Peter Frankopan © Saskia Vanderstichele

« L’Occident se voit servir une version feel good de l’histoire »

Le Vif

Dans son livre intitulé « The Silk Roads : A New History of the World », Peter Frankopan, directeur du Centre for Byzantine Research, raconte l’histoire vue du point de vue oriental. « Je ne trouve pas grave que des Occidentaux se sentent mal à l’aise en lisant mon livre. Et ils peuvent se sentir visés, c’est tout à fait justifié. »

Le regain d’intérêt actuel pour l’Orient provient de ce qui se passe en Irak et en Syrie. Les gens veulent mieux connaître les racines de ces conflits.
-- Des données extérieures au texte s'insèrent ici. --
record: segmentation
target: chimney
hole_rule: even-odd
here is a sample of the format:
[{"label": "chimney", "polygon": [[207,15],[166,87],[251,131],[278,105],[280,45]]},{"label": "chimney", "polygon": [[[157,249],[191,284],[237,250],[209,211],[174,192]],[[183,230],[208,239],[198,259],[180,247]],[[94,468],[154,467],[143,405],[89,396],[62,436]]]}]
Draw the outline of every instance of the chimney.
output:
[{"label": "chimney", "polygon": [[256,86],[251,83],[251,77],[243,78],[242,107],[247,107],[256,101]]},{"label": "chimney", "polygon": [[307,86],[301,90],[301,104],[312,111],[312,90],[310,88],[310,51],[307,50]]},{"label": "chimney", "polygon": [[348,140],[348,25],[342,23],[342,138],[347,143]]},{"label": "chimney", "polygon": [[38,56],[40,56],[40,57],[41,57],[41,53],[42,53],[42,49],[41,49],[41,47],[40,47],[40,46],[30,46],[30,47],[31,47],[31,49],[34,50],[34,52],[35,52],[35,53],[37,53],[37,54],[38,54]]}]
PETER FRANKOPAN: C’est certainement vrai, mais puis-je faire un peu de provocation? Ces dernières décennies, il y a eu plus qu’assez d’occasions pour enfin attirer l’attention sur ce qui se passe au Moyen-Orient et en Asie. Il y a dix ans, l’Irak était déjà profondément embourbé, avec la chute de Saddam. Après le 11 septembre, il y a eu l’intervention en Afghanistan. Avant, l’Union soviétique s’était effondrée et la révolte sur la place Tianmen a été écrasée dans le sang. C’est très bien qu’à notre époque turbulente actuelle les gens s’intéressent à l’Orient et à mon livre, mais cet intérêt arrive beaucoup trop tard. Celui qui lit mon livre découvrira que l’Orient a toujours été au centre de tous les grands bouleversements du monde.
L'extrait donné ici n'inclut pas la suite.